For those of you who are familiar with the early A-body Mopars, you’ll know that the tiny 5×4-inch wheel bolt pattern leaves little-to-no choice when it comes to aftermarket wheels. What you can find, usually doesn’t look that great, and what you want requires an upgrade to the more popular 5×4.5-inch wheel bolt pattern. This left us with a decision to move forward with the planned upgrades to the Dart.

Since our plans include more power (eventually) we knew we needed to update the front and rear suspension, primarily to rid the car of the wimpy 7.25-inch rearend and replace it with a Strange Engineering S60. That took care of the rear of the car, and the front received a complete makeover with ’73-’76 spindles and a Wilwood disc brake conversion to beef up the braking. With these modifications underway, that made room for more wheel choices, and that’s why we were able to turn to American Racing for the VN425.


A new take on an old classic, the VN425 Torque Thrust SL.

If you’re familiar with American Racing’s classic wheels, you might notice a bit of a resemblance to the original Torque Thrust wheels with the VN425. The VN425 is a modern version of the Torque Thrust II wheel that has made it’s way on to many musclecars and street rods. The VN425 is available in a polished or dark gray finish, in sizes ranging from 17-inches to 22-inches, and widths from seven to 15-inches.


Wheel shells and centers waiting for the order to be filled at American Racing.

The VN425 is a two-piece wheel that begins life as a billet aluminum center blank and a shell. The assembly is done at American Racing’s warehouse in Cerritos, California, and then tested to the standards of a one-piece wheel. Two-piece wheels allow more flexibility when it comes to tolerances, but American Racing uses the tightest allowances when they check a wheel for runout and for quality when it comes to the build process. It’s one thing to see these wheels when they’re completed, but something entirely different when you see them being assembled first hand – and that’s just what we got a chance to see.

We ordered our wheels and made the trip to Cerritos to see how the wheel centers are mated to the shell, and American Racing invited us inside to get an up close and personal look at the wheels that ended up on Project Bullzeye.

These wheel centers were included in the original five we looked at. We wanted all of them, but had to settle on one style.

A nice set of wheels is a great visual enhancement, and can make almost any car look better. But you can ruin the looks of the car by choosing a wheel that doesn’t fit properly, or with looks that belong somewhere else – we’ve all seen those cars. However, for a classic car like this Dart, it’s almost mandatory to put a modern wheel with a classic touch on it, and the VN425 is one of those wheels. It was a tough choice to pick one wheel amongst the five we started with, but how can you go wrong with a five-spoke wheel on a classic musclecar?

Assembling the VN425 Wheel

As we arrived, we were given the grand tour of their facility – from the front offices to the warehouse, and to see where the wheels are built and welded together. Each order is custom tailored to the customer’s specifications: when you order you wheel you order by wheel style, wheel diameter, and offset.

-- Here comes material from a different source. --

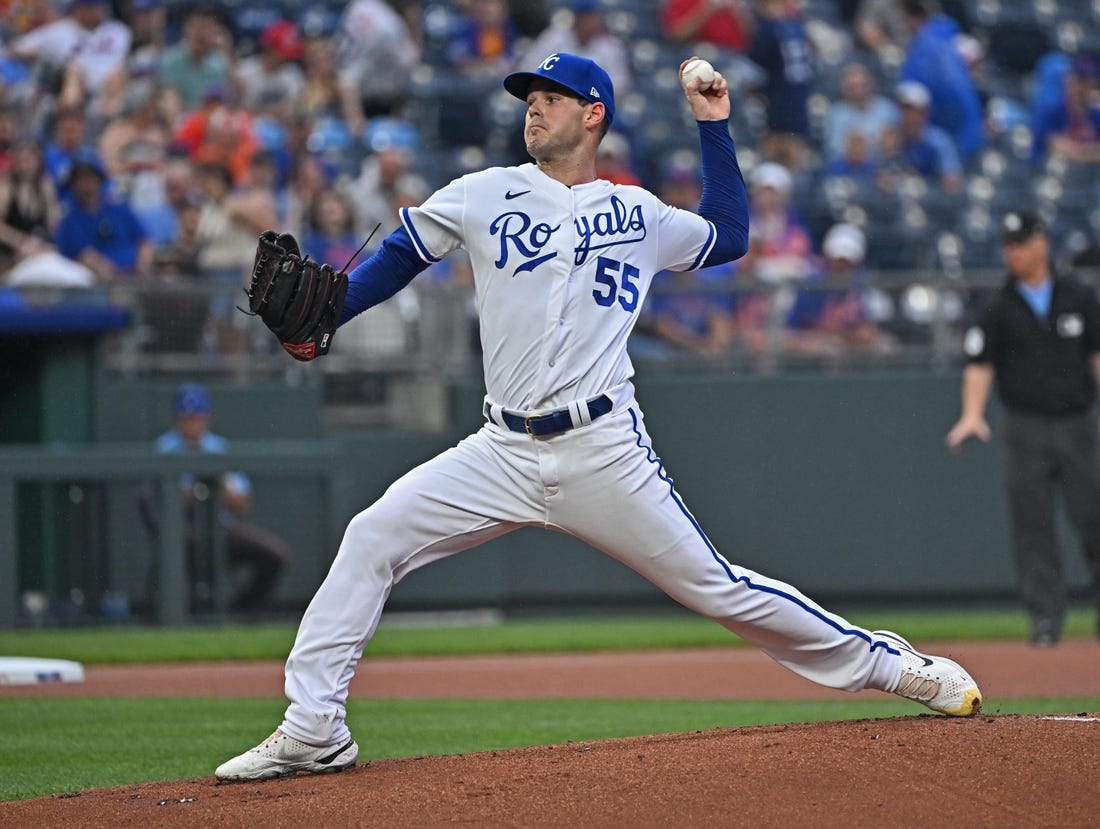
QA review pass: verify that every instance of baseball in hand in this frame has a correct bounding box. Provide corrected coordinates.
[683,57,714,92]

Somewhere in the area, our new wheel centers were on deck waiting to be assembled.

We ordered a set of staggered, 17-inch wheels to clear the Wilwood brakes that were going on the Dart. These wheels are just part of the build process that transforms the Dart from your Aunt’s grocery-getter into a respectable musclecar.

Although the choices for finish include polished, satin, black, and grey, we chose black for the contrast – and for how great those red calipers look behind the black spokes.

In the shop, our wheel centers were stacked up neatly amongst all of the other orders to be completed that day. The wheel shells were pre-made and selected from their inventory. The process began by putting the centers inside the shell and making one final check before final welding.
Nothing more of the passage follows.